Last week, for example, SCE announced a request for offers (RFO) seeking up to 50 megawatts of new distributed, renewable generation to help fill out this supply side of its portfolio. Orange County, like much of the Southern California coast, gets a lot of morning fog and cloud cover, which makes it hard for solar projects to compete against those located in California’s blue-sky inland regions. It’s also densely populated, which means that land for solar developments can be expensive and hard to find.  

“As you know, most of the solar we get offers for is not necessarily located in the urban area,” McAndrews said. “This is really a targeted solicitation. That allows us to compare bids to a very local targeted area -- not necessarily to something we’d get out in the desert area.” (SCE will hold a bidder's web conference on Dec. 2 to reveal more details on the 50-megawatt RFO, and participants are invited to register at scePRPrfo.accionpower.com.)

SCE has another critical reason to want more energy in southern Orange County. Last year’s closure of the 2.3-gigawatt San Onofre nuclear power plant forced it and neighboring utility San Diego Gas & Electric to look at what could happen if the coastal transmission corridor linked by that power plant were to go down, along with another big transmission line loss -- a so-called “N-1-1” event.

“I can tell you that, were there to be a transmission line that goes down in San Diego, and then another subsequent transmission line that goes down, there would be an excess power flow through these two substations,” McAndrews said. Things are stable today, but by 2022, “were nothing to be done, you could have the potential for overload.”

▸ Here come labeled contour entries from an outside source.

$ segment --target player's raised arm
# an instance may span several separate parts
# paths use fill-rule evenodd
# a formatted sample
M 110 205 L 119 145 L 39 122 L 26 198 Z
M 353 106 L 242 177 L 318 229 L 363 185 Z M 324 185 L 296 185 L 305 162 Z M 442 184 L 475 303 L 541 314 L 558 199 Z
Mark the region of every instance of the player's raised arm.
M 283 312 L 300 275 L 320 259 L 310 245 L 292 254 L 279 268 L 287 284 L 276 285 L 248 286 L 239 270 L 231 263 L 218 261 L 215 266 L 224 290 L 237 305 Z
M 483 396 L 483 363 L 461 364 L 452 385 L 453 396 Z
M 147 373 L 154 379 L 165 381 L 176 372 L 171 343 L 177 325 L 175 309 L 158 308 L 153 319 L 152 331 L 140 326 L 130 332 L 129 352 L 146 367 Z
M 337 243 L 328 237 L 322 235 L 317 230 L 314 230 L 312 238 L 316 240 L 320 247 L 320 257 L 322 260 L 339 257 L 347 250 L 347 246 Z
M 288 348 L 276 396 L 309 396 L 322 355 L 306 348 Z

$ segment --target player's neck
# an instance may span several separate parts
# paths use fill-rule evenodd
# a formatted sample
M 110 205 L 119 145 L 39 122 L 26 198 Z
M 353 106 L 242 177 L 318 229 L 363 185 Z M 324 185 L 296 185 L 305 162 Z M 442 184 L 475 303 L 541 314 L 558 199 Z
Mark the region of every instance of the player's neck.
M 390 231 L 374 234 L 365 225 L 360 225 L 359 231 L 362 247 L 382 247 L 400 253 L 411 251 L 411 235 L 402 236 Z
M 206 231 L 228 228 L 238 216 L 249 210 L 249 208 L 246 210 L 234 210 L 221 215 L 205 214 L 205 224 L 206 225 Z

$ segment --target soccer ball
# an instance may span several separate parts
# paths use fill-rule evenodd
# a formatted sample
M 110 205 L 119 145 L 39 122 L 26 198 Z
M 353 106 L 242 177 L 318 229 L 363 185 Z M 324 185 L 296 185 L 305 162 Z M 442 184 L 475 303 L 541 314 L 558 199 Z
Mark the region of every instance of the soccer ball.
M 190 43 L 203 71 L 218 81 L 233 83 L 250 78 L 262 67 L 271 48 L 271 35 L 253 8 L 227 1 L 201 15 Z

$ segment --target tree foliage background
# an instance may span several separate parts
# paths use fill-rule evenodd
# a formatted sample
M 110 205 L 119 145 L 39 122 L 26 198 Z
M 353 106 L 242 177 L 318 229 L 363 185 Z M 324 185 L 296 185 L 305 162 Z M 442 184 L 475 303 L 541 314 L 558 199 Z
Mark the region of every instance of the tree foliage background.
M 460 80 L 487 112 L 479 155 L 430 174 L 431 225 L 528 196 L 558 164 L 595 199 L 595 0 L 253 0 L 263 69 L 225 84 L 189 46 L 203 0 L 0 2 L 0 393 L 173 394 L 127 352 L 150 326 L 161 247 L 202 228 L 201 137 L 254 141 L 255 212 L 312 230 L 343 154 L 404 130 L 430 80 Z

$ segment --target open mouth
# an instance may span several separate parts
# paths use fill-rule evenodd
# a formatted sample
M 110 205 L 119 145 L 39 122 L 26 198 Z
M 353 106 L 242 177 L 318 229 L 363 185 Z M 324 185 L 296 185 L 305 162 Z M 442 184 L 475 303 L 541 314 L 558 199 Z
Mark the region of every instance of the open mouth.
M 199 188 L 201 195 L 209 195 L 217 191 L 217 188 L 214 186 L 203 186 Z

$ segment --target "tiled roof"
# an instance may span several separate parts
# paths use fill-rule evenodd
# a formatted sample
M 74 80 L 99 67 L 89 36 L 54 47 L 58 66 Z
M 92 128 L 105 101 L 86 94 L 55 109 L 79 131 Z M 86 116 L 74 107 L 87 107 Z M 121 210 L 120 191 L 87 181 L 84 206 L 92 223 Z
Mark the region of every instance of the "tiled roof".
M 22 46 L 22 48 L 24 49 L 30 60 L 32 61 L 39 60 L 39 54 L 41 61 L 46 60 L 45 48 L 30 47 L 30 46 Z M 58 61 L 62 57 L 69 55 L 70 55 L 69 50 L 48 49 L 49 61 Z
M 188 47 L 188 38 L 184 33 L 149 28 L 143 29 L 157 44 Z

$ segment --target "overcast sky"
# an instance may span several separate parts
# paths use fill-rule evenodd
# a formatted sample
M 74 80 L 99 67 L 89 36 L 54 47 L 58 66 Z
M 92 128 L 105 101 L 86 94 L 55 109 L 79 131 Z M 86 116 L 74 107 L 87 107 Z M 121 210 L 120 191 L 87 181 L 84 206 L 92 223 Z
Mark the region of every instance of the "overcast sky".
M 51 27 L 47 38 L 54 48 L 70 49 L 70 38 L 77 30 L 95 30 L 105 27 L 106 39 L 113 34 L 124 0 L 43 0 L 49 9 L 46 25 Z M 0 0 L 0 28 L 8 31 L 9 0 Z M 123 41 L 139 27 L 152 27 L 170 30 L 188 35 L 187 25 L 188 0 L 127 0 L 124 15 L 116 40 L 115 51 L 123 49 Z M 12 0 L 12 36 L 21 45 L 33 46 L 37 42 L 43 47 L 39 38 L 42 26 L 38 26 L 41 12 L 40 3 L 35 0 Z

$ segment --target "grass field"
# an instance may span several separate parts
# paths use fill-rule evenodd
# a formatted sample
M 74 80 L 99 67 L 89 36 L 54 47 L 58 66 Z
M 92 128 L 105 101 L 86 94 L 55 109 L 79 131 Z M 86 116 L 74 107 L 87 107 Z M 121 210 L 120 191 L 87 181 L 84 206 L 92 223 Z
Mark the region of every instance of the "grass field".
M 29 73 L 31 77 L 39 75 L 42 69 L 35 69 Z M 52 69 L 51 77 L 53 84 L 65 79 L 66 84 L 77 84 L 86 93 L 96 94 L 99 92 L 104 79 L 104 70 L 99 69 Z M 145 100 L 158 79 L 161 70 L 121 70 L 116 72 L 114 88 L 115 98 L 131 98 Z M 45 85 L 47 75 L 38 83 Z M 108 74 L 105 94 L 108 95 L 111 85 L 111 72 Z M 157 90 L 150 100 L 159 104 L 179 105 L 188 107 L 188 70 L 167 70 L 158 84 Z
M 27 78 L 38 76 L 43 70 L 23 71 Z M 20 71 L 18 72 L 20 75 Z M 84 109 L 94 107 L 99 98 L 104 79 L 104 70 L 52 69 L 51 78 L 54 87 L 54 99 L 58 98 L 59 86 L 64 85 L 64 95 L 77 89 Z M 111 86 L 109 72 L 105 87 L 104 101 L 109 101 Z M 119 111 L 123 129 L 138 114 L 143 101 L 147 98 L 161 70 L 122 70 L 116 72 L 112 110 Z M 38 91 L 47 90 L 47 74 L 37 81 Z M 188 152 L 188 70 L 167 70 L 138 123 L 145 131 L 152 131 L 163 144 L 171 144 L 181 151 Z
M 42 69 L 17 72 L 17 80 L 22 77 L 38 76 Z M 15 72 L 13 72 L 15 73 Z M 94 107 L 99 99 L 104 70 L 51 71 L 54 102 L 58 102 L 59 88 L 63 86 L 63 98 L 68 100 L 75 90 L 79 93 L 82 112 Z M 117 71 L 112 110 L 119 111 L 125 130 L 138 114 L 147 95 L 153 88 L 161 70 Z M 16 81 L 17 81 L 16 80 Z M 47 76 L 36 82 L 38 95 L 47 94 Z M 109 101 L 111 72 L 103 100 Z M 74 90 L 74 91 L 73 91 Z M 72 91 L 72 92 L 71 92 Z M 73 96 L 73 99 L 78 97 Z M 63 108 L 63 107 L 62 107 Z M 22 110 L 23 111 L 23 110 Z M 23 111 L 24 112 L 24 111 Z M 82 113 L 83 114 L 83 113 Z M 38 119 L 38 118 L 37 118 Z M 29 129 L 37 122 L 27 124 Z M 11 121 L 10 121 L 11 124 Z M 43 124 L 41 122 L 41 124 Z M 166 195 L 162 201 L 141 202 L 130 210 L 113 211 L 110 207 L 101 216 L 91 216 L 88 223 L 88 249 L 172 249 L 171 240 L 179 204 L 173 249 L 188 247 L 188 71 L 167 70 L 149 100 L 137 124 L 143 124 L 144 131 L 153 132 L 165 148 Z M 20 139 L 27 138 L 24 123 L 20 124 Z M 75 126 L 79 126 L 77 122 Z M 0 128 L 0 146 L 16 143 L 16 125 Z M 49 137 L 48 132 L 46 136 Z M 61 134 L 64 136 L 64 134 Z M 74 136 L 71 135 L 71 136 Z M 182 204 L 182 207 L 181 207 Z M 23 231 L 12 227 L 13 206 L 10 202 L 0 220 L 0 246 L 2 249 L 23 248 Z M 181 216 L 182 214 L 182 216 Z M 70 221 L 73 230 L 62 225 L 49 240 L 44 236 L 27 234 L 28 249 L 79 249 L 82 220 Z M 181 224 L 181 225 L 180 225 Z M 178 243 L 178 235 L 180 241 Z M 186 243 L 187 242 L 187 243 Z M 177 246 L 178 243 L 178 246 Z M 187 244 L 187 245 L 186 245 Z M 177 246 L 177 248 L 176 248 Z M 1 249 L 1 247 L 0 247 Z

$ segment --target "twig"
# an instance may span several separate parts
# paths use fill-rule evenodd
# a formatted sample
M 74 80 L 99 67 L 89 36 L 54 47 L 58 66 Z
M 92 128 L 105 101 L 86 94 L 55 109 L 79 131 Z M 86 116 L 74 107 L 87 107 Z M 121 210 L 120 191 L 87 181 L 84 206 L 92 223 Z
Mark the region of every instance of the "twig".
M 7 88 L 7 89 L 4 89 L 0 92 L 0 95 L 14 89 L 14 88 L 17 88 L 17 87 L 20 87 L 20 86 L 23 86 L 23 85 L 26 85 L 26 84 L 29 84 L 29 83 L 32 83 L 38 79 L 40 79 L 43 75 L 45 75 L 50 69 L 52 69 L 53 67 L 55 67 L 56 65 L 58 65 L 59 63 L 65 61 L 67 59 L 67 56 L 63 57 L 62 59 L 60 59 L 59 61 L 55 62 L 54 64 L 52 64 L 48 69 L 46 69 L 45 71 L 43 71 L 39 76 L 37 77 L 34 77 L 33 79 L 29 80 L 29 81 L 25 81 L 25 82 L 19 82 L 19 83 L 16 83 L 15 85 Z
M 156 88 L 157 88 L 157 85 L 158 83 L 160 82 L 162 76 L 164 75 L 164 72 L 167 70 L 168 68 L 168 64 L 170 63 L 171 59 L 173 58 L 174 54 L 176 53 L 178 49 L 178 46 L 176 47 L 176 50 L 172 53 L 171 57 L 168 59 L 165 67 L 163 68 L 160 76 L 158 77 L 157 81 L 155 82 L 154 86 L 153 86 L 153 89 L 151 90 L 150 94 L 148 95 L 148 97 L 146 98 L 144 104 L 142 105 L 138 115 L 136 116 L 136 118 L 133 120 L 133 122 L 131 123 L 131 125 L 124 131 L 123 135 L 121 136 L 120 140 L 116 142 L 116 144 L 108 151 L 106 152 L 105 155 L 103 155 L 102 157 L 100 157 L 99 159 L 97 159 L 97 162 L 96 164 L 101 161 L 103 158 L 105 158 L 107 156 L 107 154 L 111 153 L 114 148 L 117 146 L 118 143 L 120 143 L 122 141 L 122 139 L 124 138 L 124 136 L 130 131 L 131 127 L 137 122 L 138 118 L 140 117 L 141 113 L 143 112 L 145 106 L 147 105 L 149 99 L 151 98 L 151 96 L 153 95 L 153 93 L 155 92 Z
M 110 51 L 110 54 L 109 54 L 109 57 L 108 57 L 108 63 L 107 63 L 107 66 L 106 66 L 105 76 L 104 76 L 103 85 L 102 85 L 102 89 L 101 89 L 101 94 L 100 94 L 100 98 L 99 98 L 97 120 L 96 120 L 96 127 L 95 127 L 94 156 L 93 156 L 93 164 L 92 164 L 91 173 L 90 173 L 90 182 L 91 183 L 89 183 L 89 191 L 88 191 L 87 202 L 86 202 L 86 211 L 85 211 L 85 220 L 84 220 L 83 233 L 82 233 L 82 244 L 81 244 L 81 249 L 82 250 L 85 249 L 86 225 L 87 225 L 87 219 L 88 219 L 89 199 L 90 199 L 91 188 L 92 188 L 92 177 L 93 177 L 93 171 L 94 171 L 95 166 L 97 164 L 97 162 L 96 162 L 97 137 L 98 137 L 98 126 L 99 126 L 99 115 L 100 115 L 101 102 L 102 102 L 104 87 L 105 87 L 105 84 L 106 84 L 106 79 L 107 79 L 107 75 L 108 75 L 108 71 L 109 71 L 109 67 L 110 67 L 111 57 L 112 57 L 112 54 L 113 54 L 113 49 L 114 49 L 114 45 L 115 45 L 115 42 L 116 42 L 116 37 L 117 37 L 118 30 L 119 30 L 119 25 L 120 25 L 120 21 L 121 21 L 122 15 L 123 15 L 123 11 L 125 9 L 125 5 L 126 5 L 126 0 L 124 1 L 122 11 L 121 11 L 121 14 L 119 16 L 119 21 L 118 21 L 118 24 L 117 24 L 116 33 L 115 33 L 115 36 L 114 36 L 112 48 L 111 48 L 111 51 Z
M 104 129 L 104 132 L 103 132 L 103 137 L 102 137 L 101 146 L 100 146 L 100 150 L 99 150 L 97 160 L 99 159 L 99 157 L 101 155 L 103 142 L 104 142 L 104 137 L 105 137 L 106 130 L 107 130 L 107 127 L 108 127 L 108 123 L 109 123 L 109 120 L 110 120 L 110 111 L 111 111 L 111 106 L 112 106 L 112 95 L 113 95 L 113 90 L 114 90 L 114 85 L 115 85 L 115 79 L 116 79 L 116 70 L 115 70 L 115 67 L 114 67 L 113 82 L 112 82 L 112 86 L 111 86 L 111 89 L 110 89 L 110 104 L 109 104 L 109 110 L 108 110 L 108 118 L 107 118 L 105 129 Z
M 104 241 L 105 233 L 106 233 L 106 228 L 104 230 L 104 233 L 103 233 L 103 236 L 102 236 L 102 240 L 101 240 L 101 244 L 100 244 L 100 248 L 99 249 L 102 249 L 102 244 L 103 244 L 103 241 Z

That means that all of SCE’s PRP project resources must be able to support these two substations in the case of such an N-1-1 event. A big part of the pilot will lie in collecting data on several unknowns around this process, like how many customers follow through on their promise to reduce energy use at critical times, and how often the region’s intermittent solar power generation happens to coincide with times the utility needs it to be there.

California is seeing the country’s fastest growth in customer-sited solar power, which could help fill in some of the region’s needs. But that could cause new problems, in the form of the “duck curve” -- the pattern of falling demand at midday, and steeply rising energy demand in later afternoon and early evening, that is bringing new grid management challenges to the region. SCE is working with state grid operator CAISO, as well as the California Public Utilities Commission (CPUC), to determine the rules for how distributed resources will be measured for these needs, she said.

“What energy do we need from them, how long do they have to perform, and at what frequency do they need to deliver? We’ve got a milestone in 2017, where we want to evaluate preferred resources performance and understand their ability,” she said, “and to acquire them and develop that pipeline to meet those 2020 needs.”

All of this data will be useful for helping SCE negotiate its path forward in the state’s emerging grid-edge landscape. California regulators are asking its investor-owned utilities to procure 1.3 gigawatts of grid energy storage by decade’s end, and to continue to bring more and more intermittent wind and solar power into their power mix. The CPUC is also asking SCE, SDG&E and Pacific Gas & Electric to integrate distributed energy assets into their $6-billion-per-year distribution grid operations and management plans.